Gülümser anne kahkaha atıp araya girdi "kızım yavuz yatağa gelmedin dedi sende çağırmadın falan demedin mi?" Diye sorduğunda mahcup bir yüz ifadesiyle bakarken kirpiklerini sirince kirpistirmaya başladım "şey özür dilerim, bir anlık şey olunca... yani sevinçten" yavuzun koluna cimdik atıp yardım sinyalleri gönderdim.

"aaa... yoruldum artık bir an önce eve gidebilir miyiz?"

Yavuzun sayesinde sorudan yırtmıştık. Tekrar yürümeye başladığımızda yavuzun omuzumdaki elini alıp öptüm "aferin sana pikaçu"

Bana gülerek bakıp bakışlarını ayağına çevirdi "daha ne şekillere sokacaksın acaba beni, bukalemun dillim"

"övdün mü gömdün mü be" dediğimde güldü "hala yanmış beyinin sen olabileceğini nasıl düşünemedim aklım almıyor. Oysa o kadar çok benziyordunuz ki... adınız, espiri anlayışınız, asabi tavirlariniz falan"

"Çoğul ek kullanmasana ben oyum oda ben zaten. Hem illa bilmen gerekmez buda bir ani olarak kalacak iste fena mı?" dedigimde basini salladı "haklısın güzelim"

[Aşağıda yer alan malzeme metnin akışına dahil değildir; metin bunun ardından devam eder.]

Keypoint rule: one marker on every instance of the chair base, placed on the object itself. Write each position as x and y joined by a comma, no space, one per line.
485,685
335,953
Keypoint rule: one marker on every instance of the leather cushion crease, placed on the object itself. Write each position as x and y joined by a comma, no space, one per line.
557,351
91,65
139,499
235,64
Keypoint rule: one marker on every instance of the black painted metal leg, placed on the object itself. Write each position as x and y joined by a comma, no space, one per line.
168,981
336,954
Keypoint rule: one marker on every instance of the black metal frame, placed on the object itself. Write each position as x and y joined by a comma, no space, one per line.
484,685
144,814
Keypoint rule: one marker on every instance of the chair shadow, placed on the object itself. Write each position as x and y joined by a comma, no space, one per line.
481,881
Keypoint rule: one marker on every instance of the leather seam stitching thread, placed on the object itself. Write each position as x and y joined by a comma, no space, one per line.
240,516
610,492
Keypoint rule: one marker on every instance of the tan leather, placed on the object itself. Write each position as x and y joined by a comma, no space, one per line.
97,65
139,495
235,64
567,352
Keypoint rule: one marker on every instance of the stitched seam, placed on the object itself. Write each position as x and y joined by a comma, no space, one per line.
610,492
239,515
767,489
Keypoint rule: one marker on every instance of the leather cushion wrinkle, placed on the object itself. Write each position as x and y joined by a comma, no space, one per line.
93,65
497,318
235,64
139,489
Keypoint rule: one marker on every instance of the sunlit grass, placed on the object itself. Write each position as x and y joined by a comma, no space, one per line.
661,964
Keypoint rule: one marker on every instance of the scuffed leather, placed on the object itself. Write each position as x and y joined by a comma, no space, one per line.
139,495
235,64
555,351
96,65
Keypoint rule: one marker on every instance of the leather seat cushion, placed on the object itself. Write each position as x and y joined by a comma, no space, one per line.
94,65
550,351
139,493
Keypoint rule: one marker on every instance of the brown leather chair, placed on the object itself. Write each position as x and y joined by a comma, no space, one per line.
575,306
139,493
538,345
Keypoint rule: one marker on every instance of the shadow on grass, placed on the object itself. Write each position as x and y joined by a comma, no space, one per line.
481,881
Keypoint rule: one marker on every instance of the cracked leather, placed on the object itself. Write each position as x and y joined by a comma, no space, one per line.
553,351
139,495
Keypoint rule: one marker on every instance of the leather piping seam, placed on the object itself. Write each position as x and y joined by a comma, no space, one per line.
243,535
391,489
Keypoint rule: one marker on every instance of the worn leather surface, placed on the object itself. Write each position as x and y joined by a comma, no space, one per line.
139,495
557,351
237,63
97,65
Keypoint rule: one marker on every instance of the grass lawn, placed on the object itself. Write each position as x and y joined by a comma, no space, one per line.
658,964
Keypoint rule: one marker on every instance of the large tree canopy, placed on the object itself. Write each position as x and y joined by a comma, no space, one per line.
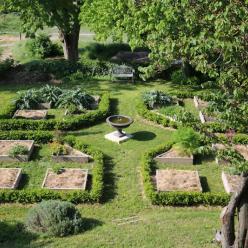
212,35
64,14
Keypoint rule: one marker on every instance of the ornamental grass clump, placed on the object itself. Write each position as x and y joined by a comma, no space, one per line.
54,218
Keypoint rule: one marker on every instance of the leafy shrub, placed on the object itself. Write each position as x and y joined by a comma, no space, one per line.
55,218
50,94
77,97
29,99
175,198
37,136
18,150
6,65
58,149
72,123
41,46
70,140
156,98
187,139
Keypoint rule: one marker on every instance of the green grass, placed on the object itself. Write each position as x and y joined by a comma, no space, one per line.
123,194
172,110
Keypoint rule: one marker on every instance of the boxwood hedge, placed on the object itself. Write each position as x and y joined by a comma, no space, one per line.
75,196
175,198
72,123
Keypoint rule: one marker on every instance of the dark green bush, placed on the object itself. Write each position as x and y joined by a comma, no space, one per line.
75,196
54,218
70,123
6,65
174,198
41,46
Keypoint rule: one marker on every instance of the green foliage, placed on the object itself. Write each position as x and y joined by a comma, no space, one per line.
70,123
55,218
42,47
74,196
179,77
187,139
37,136
156,98
58,149
6,65
104,51
50,94
29,99
174,198
18,150
77,97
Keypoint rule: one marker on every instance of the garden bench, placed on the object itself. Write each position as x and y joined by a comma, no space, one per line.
122,72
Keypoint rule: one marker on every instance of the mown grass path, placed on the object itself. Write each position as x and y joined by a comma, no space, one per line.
125,218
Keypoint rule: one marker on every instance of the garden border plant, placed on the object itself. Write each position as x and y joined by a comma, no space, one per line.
143,111
72,123
174,198
75,196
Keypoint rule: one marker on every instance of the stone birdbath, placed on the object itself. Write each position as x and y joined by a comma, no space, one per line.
119,122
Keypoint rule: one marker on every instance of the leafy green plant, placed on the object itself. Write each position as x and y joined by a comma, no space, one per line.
77,97
156,98
50,94
187,140
18,150
29,99
41,46
58,149
55,218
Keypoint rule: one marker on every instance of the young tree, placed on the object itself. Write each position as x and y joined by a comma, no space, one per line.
64,14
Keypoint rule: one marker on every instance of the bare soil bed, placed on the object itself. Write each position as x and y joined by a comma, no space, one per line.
72,156
230,182
7,145
67,179
31,114
178,180
174,157
9,178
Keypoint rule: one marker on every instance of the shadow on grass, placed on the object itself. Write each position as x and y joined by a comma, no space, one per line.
109,191
144,136
204,184
15,235
90,223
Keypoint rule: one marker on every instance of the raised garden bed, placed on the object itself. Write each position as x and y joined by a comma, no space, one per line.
178,180
31,114
230,182
10,178
174,157
205,118
72,156
200,104
7,145
65,180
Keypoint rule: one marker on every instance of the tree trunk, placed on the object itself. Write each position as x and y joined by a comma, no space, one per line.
242,239
70,43
239,200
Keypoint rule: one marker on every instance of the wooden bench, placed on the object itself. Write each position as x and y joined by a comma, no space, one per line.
122,72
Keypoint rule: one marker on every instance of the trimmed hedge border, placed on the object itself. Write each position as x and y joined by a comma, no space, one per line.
147,114
37,136
72,123
175,198
76,196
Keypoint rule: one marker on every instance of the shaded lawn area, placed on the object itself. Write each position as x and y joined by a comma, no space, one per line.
123,193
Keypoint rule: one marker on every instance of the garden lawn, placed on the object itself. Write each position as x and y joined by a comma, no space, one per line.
123,194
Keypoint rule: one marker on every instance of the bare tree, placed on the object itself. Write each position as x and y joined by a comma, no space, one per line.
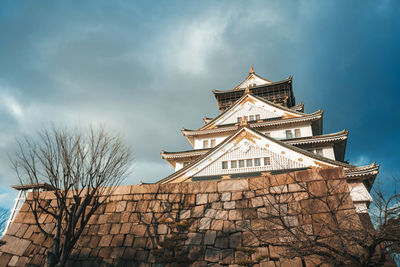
316,220
84,169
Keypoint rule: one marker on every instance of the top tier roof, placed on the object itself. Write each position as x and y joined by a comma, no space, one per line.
278,92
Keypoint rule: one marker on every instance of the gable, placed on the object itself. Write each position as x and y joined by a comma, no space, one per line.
245,145
251,81
254,109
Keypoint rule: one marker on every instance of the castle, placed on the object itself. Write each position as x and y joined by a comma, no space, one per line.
262,158
261,129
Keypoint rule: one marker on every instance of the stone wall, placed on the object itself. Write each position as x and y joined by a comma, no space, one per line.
205,223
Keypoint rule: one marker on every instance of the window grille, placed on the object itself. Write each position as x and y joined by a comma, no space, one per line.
241,163
249,162
213,142
205,143
288,134
233,164
297,133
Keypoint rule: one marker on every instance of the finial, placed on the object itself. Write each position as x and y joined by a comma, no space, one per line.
243,122
247,90
251,70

Nihayet arabaya ulaştığımızda binip yola koyulduk.
Yol boyunca yavuzla ellerimizi hiç bırakmamıştık. Arada elimi dudaklarına götürüp öpmeyi de ihmal etmemişti.
Evin önüne geldiğimizde hemen arabadan indim, arabada sıcacık olan ellerim ve yüzüm soğukla buluşunca ürperdim.
Arabaya geri girme isteği doğmuş olsa da kendimi eve gireceğim konusunda telkin edip hamit babaya yavuzu arabadan çıkarma konusunda yardım etmek için kapının dibine geldim.
"dur yardım edeyim"

Yavuz eliyle bizi durdurdu "hayır yürümek istiyorum" diyip arabadan destek alarak kaldığında hamit babayla biraz geri çekilip yavuza yol açtık. Minik adımlarla yürümeye başladığında sevinçle ellerimi çırpıp zıpladım "yürü be, kim tutar seni ceylanım benim"
O an hamit babayı unutmuş ağzıma geleni söylemiştim.

Güçlü bir kahkaha duyduğumda hamit baba olduğunu anlamıştım "yavuz, gelinim senden daha açık sözlü"

"Öyledir baba dilinin ayarı yoktur onun"

İylidir bıbı dilinin ıyırı yıktır ının. Gel diyor ağzımı burnumu kır.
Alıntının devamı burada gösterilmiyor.